Notre-Dame de Paris provides even better examples. Hugo anticipates Claude Monet’s famous series of paintings of the same subject when he evokes the changing light on the façade of the Cathedral of Notre Dame. Following this passage, he executes the verbal equivalent of a zoom-in shot to approach a balcony on which an engagement party has gathered. Earlier, the description circling Paris from the top of the cathedral towers (“A Bird‘s-Eye View of Paris”) anticipates the cinematic technique of the traveling shot. At the beginning of the twentieth century, polls rated Hugo as the greatest nineteenth-century French poet, but his gifts as a storyteller in his plays and novels were fully acknowledged on an international scale only when Les Misérables was produced as the first full-length feature film in France in 1909; within a few years Albert Capellani of Pathé and André Antoine of Le Théâtre-Libre produced a noteworthy series of silent films of Hugo’s works: Les Misérables (1912), the play Marie Tudor (1912), and the novels Quatrevingt-treize (1914) and Les Travailleurs de la mer (1918). Lon Chaney’s celebrated performance as Quasimodo in W. Worsley’s film The Hunchback of Notre-Dame de Paris (1924) consolidated these triumphs. More recently, television versions of the plays Les Burgraves (1968) and Torquemada (1976) were triumphs. Today (November 2002), Alain Boublil and Claude-Michel Schoenberg’s stage version of Les Misérables (1980), inspired by the rock opera Jesus-Christ Superstar, is still running in New York and on tour in the United States. It eclipsed the record number of international productions of a musical, previously held by Cats (see Porter, Victor Hugo, pp.152—156).
We cannot fully understand the novel Les Misérables by watching film, television, or staged versions. The flawed humanity that makes Valjean’s ambiguous rehabilitation and Javert’s anguished forgiveness of him possible is lacking from the “event theater” stage, where two forces must contend in stark opposition. And the successive political and moral awakenings of the young hero Marius cannot be represented in a musical. The same leveling affects lesser characters. Thénardier onstage is merely comic, a grotesque counterpart to the sublimity of self-sacrifice and young love, whereas in the novel he degenerates morally, while more than once unwittingly serving the designs of Providence. Hugo’s moments of blatant sentimentality and melodramatic contrasts of pure good with pure evil appeal to some readers and repel others, but tempt both camps to overlook his true complexity. Whereas Les Miz rushes to judgment, Les Misérables urges us to suspend judgment, to ponder the profundity of character, history, and Providence.
Chronology
Part I (“Fantine”), book two (“The Fall”), chapter 6 mentions that Jean Valjean was 25 when, at some indeterminate date, he began supporting his widowed sister and her seven children. During the hard winter of 1795, when he had no work, he stole a loaf of bread for them, and was immediately arrested. He was imprisoned in 1796, and released after 19 years, in 1815. Cosette is born around 1817. Hugo says Jean Valjean is 50 and Cosette is 8 when he rescues her. The insurrection described at the end of part IV and the beginning of part V occurs in 1832. Cosette is 16 or 17. She and Marius marry a year or two later, and Jean Valjean probably dies within the year—no later than 1835. Hugo says he is 80 then, which would mean he had been born in 1755, but it sounds as if he had managed to support his sister and her children only for two or three years, which would make him in his late 60s in 1835. Hugo has aged him artificially, as a melodramatic way of emphasizing his emotional suffering when he loses Cosette to Marius.
Money
Hugo’s novel has many realistic elements, notably the importance of money. Precise sums are frequently mentioned, and nearly all the characters must earn, beg, or steal money in order to live. Here are the units of currency referred to in the text:
3 deniers (“the widow’s mite”) made a liard. 240 of them made a franc.

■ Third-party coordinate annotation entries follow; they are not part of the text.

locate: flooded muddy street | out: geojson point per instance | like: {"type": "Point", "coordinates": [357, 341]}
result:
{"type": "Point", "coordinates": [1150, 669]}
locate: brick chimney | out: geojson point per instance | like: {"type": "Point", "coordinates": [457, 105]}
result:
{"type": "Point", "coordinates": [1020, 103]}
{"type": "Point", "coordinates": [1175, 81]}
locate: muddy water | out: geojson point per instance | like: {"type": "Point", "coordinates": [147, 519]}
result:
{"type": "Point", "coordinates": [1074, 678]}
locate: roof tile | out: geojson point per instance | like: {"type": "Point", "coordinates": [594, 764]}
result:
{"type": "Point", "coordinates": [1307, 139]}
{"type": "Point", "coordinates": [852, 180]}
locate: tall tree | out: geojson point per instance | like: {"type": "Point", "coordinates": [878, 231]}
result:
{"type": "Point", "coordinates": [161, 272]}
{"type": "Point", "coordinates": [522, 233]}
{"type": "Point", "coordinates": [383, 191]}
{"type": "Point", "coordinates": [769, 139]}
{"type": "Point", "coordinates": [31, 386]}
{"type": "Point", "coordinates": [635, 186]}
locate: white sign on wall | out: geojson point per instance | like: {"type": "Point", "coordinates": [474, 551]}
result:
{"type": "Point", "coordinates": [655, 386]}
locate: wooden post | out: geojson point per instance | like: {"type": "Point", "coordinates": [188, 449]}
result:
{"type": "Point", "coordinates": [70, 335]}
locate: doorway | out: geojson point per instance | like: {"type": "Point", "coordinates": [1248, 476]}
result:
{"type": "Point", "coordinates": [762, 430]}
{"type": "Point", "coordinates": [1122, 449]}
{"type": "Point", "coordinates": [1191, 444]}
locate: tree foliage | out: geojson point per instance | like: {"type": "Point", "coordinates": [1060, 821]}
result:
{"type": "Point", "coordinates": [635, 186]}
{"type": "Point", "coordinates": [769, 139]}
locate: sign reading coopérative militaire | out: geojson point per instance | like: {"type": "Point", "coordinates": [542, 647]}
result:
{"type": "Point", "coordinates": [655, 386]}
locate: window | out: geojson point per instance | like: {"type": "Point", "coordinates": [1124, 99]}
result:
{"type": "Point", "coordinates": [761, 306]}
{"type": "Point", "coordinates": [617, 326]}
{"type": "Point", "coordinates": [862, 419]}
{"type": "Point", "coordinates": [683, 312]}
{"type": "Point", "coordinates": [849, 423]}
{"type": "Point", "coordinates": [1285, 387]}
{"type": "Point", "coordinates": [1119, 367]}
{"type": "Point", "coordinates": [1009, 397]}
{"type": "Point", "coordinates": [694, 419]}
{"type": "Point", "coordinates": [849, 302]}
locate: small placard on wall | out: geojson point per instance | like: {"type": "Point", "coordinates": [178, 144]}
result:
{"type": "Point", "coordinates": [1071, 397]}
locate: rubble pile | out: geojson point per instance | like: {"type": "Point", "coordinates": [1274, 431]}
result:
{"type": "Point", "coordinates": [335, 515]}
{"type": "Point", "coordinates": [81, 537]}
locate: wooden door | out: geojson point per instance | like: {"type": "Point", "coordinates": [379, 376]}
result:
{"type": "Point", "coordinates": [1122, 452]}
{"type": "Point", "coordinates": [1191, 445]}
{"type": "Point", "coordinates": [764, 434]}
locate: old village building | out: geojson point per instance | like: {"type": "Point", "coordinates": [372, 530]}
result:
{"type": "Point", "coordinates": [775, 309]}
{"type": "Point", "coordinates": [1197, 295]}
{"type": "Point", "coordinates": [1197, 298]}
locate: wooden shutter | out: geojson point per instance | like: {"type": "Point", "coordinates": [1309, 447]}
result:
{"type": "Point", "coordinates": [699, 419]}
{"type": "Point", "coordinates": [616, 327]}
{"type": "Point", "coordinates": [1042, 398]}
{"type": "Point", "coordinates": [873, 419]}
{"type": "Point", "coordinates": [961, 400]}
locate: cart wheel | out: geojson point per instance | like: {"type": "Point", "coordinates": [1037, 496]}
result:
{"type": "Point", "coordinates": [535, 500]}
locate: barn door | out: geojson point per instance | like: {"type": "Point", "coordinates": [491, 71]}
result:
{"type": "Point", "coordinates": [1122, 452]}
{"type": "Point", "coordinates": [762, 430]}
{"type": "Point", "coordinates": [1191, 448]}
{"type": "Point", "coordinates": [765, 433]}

5 centimes or 4 liards made a sou.
20 sous made a franc (also referred to as a livre).
3 francs made an écu.
20 francs made a gold Napoléon or Louis (both were in circulation).
Because the relative cost of items differed greatly from their cost today, 1 franc—the most common unit of currency—equaled between 5 and 30 U.S. dollars in today’s purchasing power. Rent was cheap; clothing, transportation, and food were expensive (farms had no tractors or combines; flour was ground in mills by water power; each loaf of bread was made by hand). A worker who earned less than 1 franc a day was being severely exploited.